23 June 1999 | matt-201
POINT BLANK in the style of STRAIGHT TIME
The first hour is dazzling: Robert Duvall, a bank-heist guy screwed over by the mob, decides he wants $250,000 as recompense. And like Lee Marvin in POINT BLANK, he doesn't take no for an answer. The director, John Flynn, is one of the most underrated in crime cinema on the basis of this picture and ROLLING THUNDER alone: he takes a pretty familiar man-against-the-syndicate story and shoots it with a plainness so eloquent the movie takes on the dignity of a Shaker chair. Duvall is an extraordinarily expressive hard case, especially in his brutally unsentimental scenes with his uncertain moll (a lyrical and volcanic Karen Black). Maybe it's the Donald Westlake source novel, but all the bit parts are beautifully, almost journalistically characterized (with none of the cutesy color of Elmore Leonard). The last act detours into Quinn-Martin territory, but that's not the worst thing in the world, is it?
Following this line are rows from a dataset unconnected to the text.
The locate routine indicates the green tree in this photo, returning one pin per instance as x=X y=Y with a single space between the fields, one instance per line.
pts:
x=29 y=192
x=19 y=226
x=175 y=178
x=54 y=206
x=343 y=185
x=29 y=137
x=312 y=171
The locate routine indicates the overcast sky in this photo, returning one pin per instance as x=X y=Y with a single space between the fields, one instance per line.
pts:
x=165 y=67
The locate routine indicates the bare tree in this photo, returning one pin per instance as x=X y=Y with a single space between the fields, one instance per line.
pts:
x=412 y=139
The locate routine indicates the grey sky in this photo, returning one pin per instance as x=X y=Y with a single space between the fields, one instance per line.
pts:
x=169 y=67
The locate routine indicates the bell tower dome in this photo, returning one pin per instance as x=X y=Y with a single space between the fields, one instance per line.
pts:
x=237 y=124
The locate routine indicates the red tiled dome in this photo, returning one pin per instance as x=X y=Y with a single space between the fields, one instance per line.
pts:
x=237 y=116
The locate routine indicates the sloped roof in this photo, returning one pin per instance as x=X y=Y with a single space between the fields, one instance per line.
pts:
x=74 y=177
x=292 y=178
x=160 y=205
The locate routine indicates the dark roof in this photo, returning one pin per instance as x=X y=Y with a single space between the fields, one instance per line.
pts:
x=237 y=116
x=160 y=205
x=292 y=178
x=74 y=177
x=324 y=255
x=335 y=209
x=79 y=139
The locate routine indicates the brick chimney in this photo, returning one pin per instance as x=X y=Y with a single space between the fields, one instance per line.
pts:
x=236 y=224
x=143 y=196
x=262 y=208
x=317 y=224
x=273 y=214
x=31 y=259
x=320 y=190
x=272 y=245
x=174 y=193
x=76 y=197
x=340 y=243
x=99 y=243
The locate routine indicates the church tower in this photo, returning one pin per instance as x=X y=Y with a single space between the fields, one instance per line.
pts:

Almost everything in this movie is just incredibly articulate: check out the scene between Robert Ryan, an aging, cock-of-the-walk, but rather insecure mob boss, and the beautiful, put-together young wife (Joanna Cassidy) whom he loves but treats like dirt. A single argument about listening to a Rams game on a car radio speaks novels about their relationship in four terse lines. Flynn could give today's neo-noir directors seminars in the beauties of haiku-like plainspokenness.